Turchia Si aggrava lo scandalo corruzione

Recep Tayyip Erdogan non è certo il tipo che teme le sfide, semmai quello che preoccupa è lo stile con cui le affronta da premier, mostrando sempre più evidente il suo lato autoritario. Membri del suo governo e suoi familiari finiscono sotto la lente della magistratura per corruzione e lui tenta di delegittimarla e di ostacolare le indagini; la piazza lo contesta e lui usa le maniere forti; l'opposizione chiede spiegazioni e pulizia e lui da una parte sostituisce dieci ministri, ma dall'altra grida al colpo di Stato.
Ieri sera, mentre l'escalation della crisi politica faceva precipitare la lira turca ai minimi storici, le piazze di Istanbul e della capitale Ankara si sono nuovamente riempite di manifestanti che chiedevano le dimissioni di Erdogan. E la reazione è stata pesante: a Istanbul gli agenti hanno sparato proiettili di plastica e usato cannoni ad acqua per impedire ai dimostranti di raggiungere la centrale piazza Taksim.
Il premier cerca di allontanare da sé e dal suo partito islamico Akp, al potere da undici anni, le responsabilità di uno scandalo che ha coinvolto quattro ministri, alcuni loro familiari e lo stesso figlio di Erdogan, Bilal. E lo fa parlando di «campagna diffamatoria» che punterebbe a minare «non me o il mio governo, ma la Turchia stessa, la cui economia e il cui peso sul piano globale crescono» e scaricando le responsabilità all'esterno. Sceglie bersagli grossi, affidando l'artiglieria ai media filogovernativi sui quali si legge di «ambasciatori stranieri impegnati in atti provocatori e che non siamo obbligati a tenere nel nostro Paese» (minaccia diretta al rappresentante americano ad Ankara Francis Ricciardone e che ha già provocato una replica piccata dal Dipartimento di Stato Usa), ma anche del rischio che l'aggravarsi della crisi politica fornisca un assist a qualche generale golpista.
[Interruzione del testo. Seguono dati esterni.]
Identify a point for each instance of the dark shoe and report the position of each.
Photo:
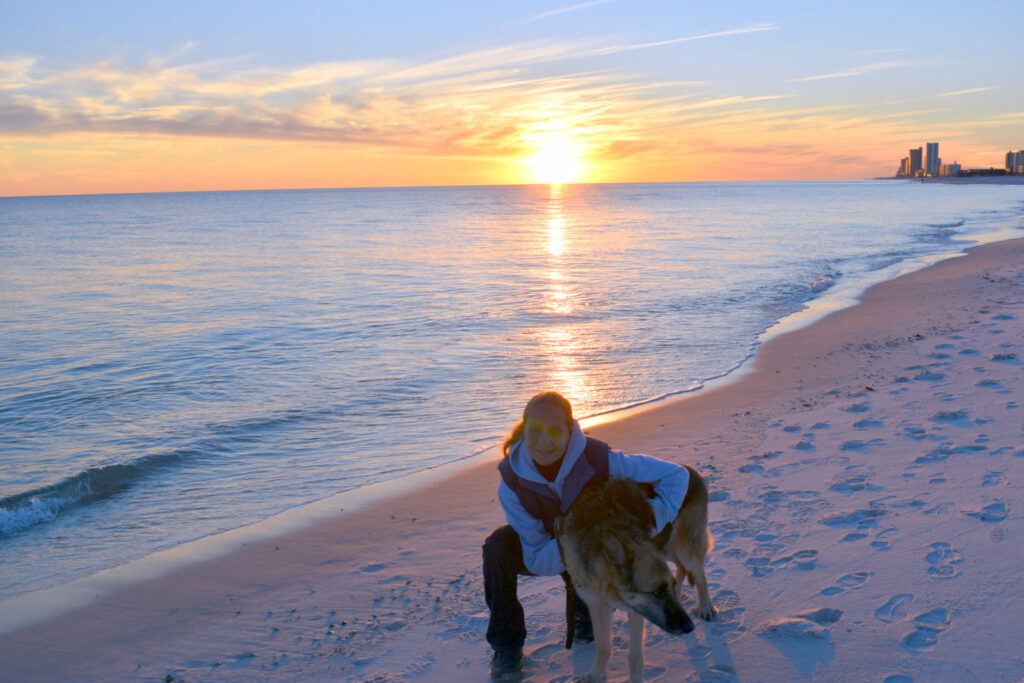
(507, 664)
(583, 631)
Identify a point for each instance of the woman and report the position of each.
(548, 461)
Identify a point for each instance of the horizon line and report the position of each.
(428, 186)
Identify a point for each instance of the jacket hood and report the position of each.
(523, 465)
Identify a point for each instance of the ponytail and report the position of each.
(546, 397)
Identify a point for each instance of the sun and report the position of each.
(555, 162)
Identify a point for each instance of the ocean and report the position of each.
(173, 366)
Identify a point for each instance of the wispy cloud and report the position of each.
(754, 28)
(492, 99)
(857, 71)
(965, 92)
(562, 10)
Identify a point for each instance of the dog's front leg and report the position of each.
(637, 624)
(600, 615)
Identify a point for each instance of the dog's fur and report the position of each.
(607, 548)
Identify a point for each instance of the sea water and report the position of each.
(173, 366)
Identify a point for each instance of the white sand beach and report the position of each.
(866, 480)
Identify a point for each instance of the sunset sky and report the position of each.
(139, 96)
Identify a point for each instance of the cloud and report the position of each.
(858, 71)
(965, 92)
(755, 28)
(457, 101)
(562, 10)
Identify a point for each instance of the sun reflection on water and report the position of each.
(563, 341)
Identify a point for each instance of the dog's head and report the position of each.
(643, 583)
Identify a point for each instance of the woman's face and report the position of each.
(547, 433)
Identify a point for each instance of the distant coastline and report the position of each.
(968, 180)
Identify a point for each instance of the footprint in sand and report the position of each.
(850, 582)
(993, 512)
(879, 542)
(943, 560)
(854, 478)
(894, 609)
(815, 625)
(926, 636)
(992, 479)
(929, 376)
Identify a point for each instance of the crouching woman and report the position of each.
(548, 462)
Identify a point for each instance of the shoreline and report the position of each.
(392, 557)
(38, 606)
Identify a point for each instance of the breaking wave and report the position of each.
(27, 509)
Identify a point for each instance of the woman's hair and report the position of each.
(543, 398)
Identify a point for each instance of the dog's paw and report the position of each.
(708, 613)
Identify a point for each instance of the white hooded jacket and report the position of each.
(540, 550)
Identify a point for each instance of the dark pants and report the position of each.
(502, 566)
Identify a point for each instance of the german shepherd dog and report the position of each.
(607, 548)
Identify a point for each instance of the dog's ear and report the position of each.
(614, 548)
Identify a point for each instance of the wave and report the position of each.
(27, 509)
(822, 284)
(957, 223)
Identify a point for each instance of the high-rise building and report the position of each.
(932, 161)
(915, 161)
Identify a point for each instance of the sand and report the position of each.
(865, 476)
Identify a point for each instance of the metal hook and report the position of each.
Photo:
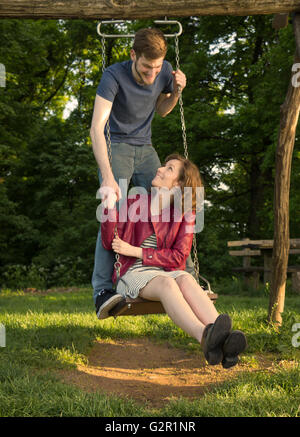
(165, 21)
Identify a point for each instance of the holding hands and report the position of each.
(179, 81)
(123, 248)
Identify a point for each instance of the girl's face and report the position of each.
(168, 175)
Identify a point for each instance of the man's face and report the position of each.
(146, 69)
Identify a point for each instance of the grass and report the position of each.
(46, 332)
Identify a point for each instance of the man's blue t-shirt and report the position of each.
(133, 104)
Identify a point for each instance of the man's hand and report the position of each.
(110, 192)
(123, 248)
(179, 81)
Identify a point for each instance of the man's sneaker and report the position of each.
(233, 346)
(213, 338)
(105, 301)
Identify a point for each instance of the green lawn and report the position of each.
(47, 332)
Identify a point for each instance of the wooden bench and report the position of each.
(263, 248)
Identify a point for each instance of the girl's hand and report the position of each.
(123, 248)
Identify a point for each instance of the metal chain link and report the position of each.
(117, 264)
(186, 155)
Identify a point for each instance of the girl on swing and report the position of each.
(153, 251)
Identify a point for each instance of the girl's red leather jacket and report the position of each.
(135, 223)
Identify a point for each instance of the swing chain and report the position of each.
(186, 155)
(117, 264)
(107, 123)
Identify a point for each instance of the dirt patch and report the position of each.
(148, 372)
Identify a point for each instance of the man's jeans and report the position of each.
(136, 163)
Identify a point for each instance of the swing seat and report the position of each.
(140, 306)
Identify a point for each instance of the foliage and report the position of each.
(238, 71)
(50, 333)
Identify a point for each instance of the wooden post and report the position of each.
(288, 124)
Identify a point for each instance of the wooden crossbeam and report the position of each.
(132, 9)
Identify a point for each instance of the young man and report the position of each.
(128, 95)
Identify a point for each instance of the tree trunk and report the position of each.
(132, 9)
(284, 152)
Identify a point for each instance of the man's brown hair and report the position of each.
(151, 43)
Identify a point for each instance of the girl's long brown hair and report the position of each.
(189, 176)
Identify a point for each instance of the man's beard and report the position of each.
(139, 74)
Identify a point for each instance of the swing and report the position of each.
(140, 306)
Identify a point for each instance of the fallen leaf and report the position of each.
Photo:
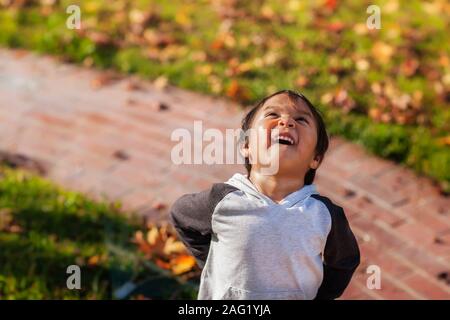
(94, 260)
(173, 246)
(382, 52)
(182, 264)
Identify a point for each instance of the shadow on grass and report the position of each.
(44, 229)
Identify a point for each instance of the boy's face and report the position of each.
(288, 134)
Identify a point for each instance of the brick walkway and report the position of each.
(111, 137)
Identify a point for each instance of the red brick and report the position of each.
(415, 232)
(392, 290)
(428, 287)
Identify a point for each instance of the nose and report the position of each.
(286, 122)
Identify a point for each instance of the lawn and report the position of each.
(386, 89)
(44, 229)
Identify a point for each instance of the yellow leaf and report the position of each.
(173, 246)
(382, 51)
(94, 260)
(182, 264)
(152, 235)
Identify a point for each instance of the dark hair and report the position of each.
(322, 136)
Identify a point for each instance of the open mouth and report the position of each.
(283, 138)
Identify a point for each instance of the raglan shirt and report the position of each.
(250, 247)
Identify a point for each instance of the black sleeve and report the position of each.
(341, 255)
(191, 217)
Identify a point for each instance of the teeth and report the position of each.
(291, 141)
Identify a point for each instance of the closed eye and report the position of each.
(301, 119)
(271, 114)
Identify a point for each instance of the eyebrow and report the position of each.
(301, 112)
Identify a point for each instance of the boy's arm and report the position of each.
(341, 255)
(191, 216)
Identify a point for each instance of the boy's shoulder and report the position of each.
(335, 210)
(204, 201)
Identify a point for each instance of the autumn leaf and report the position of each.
(182, 264)
(94, 260)
(331, 4)
(445, 141)
(236, 92)
(382, 52)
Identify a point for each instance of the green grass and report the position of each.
(44, 229)
(293, 43)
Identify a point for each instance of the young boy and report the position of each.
(271, 236)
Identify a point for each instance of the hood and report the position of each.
(241, 182)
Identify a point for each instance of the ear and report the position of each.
(314, 164)
(244, 150)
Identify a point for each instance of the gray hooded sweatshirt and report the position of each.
(251, 247)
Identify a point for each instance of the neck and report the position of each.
(275, 187)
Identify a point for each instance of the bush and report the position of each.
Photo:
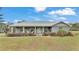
(61, 32)
(20, 34)
(45, 34)
(53, 34)
(69, 34)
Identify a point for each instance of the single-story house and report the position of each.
(38, 27)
Anche qui la replica non si è fatta attendere: una nota sul sito internet delle forze armate - garanti della laicità dello Stato turco ormai infiltrate da elementi graditi all'Akp - assicura che queste «non intendono essere coinvolte nel dibattito politico».
Resta il fatto che Erdogan, ormai apertamente sfidato dal suo avversario (lui pure islamico) Fetullah Gülen che esercita la sua forte influenza dagli Stati Uniti dove si è autoesiliato nel 1999, fatica a tenere sotto controllo lo scandalo nonostante abbia rimosso decine di funzionari di polizia considerati vicini a Gülen.

Lo dimostra tra l'altro un pronunciamento del Consiglio di Stato turco, che ieri ha annullato un assai controverso decreto approvato a scandalo già esploso e che prevedeva che le forze di polizia dovessero informare i superiori prima di eseguire ordini della magistratura relativi a perquisizioni e arresti.